The clicks on the keyboard. The scratch of the pen. The muffle through the headphones. The sip of coffee.

These motions are all too familiar to the college student, especially rising University of Chicago (UChicago) sophomore Neha Kavi. Kavi grew up in a tiny suburb just outside of Boston, making her way to the big city of Chicago for college – a city she has come to love.

When deciding on colleges not too long ago, UChicago stood out to Kavi as a place where love of learning and engagement in interesting conversations were in abundance. Though unsure of what her area of study would be, she finally settled on a major in Economics with minors in Statistics and the Visual Arts. She originally debated the Neuroscience major, but curiosity and her father’s encouragement regarding economics won out. Kavi chose to minor in Statistics to complement the mathematics needed for the program, and added balance and variety with the Visual Arts since she loves to draw.

“When I told my parents I wanted to major in economics, their response was positive. My Dad recommended I read One Up on Wall Street by Peter Lynch, one of his favorite books,” says Kavi. “I grudgingly agreed, assuming I would be bored within minutes, but ended up flying through the book and enjoying every minute of it.”

The concepts of economics and its applications to real world situations fascinated Kavi – the field would not only provide flexibility in terms of future career aspirations, but it was also something she could see and tangibly grasp in the environment around her every day.

 “After learning about the efficient market hypothesis in class, reading about how people can—though rarely—consistently beat the market seemed almost magical to me,” she recalls. “I applied to and was accepted into the Blue Chips, a value investing club at UChicago. There, I learned the fundamentals of investing and have since helped put together a stock pitch for the club's portfolio, and though the stock was not bought, the learning process was incredible.”

With a solid foundation built for her investments interests, Kavi took advantage of a beneficial opportunity to be a part of the John W. Rogers Program at UChicago – which matched her to the Joyce Foundation and McCormick Foundation for four-week internships with each organization this summer.
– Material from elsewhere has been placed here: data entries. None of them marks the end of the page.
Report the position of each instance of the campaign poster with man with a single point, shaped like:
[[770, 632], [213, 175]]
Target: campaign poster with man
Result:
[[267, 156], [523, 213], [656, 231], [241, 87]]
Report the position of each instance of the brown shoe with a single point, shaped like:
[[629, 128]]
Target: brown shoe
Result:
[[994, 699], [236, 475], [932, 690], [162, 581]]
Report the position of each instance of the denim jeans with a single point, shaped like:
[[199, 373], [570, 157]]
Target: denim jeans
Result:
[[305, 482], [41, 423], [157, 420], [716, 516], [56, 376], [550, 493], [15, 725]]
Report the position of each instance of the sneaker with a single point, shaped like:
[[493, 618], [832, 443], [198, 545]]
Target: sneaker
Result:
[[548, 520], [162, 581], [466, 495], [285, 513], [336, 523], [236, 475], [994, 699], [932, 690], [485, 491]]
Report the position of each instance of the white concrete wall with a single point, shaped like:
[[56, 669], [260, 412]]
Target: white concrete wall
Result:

The program aims to encourage diverse groups of students to explore and consider careers in investments. Six months in for Kavi, the program has provided a great support system and has been an educational resource, offering great mentorship and workshop opportunities for students to learn more about a field not commonly talked about before college.

At Joyce, Kavi showed enthusiasm and sincere interest in the investment side of the organization, learning the importance of asset allocation in generating sufficient returns, the benefits of time arbitrage that endowment investment strategies have over others, and how absolute returns can add diversification to portfolios.
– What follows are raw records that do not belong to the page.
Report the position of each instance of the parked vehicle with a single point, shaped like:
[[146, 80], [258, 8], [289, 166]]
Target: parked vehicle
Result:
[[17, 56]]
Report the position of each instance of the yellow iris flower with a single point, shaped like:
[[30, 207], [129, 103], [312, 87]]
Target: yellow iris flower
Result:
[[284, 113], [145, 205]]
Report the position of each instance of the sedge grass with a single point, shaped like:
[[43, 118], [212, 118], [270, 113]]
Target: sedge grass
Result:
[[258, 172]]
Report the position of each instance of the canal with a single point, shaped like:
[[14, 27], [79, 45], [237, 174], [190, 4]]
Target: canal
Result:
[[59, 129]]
“It’s been a great experience so far with the Joyce and McCormick foundations. My favorite part has been meeting with investment managers, as it has exposed me to the vastness of asset management and the many niches and levels of involvement managers can have with the companies in which they invest,” says Kavi.
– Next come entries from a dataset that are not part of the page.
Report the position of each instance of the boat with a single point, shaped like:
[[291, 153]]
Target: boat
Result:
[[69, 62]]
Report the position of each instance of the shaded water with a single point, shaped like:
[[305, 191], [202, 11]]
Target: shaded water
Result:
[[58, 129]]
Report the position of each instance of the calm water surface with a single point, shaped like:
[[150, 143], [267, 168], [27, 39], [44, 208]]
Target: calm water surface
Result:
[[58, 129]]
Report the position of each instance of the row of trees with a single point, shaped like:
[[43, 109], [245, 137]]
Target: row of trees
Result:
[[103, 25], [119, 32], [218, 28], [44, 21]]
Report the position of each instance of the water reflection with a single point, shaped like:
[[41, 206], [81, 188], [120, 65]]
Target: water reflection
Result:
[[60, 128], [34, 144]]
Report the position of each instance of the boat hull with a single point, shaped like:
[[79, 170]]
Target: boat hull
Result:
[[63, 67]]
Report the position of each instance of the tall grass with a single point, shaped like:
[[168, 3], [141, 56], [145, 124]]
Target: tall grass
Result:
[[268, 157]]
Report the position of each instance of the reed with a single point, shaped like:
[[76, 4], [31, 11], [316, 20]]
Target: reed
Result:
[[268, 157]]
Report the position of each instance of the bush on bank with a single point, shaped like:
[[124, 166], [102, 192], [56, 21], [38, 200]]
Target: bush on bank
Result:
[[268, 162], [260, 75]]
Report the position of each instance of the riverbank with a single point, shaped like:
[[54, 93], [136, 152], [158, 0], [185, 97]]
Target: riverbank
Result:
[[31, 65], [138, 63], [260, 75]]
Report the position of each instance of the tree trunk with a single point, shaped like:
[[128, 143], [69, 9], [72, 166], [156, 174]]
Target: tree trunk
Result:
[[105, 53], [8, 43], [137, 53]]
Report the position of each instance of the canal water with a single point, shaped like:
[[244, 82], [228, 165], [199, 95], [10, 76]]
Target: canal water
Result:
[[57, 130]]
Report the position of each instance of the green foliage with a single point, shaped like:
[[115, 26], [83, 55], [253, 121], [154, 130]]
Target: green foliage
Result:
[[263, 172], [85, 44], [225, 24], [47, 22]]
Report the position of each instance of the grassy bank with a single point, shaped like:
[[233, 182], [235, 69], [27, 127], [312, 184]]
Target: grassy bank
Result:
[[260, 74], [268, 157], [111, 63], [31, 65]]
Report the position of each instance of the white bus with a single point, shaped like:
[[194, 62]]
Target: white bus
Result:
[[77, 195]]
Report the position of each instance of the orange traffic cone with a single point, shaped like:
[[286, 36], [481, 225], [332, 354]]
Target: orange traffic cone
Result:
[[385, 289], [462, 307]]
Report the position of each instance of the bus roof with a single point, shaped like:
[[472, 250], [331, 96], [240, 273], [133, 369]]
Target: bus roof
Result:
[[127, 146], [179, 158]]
Jenny Patterson, Chief Investment Officer at the Joyce Foundation, remarks, “It was a pleasure to work with Neha this summer. Her intelligence and strong work ethic made her an asset to the investment department, particularly her work in building the Foundation’s first database of our investment managers’ diversity employment practices.”

Reflecting on her time at the Joyce Foundation this summer, Kavi says:

“There are so many ways our community can improve, and foundations are fundamental in instituting that change. Giving back is something I have both enjoyed and felt it was my civic responsibility to do. While I do not know yet what my career will hold or what my involvement will exactly be, I do intend to have some involvement in philanthropy in order to help continue to improve our society in any way I can.”

Neha Kavi will return to UChicago this fall to begin her sophomore year. Outside of class and the library, you can find her in a cafe, exploring downtown, or challenging her friends to a competitive match of pool. To the welcomed eye-rolls of her friends, you may even hear Neha utter the phrase: “Don’t worry about it - it’s a sunk cost!”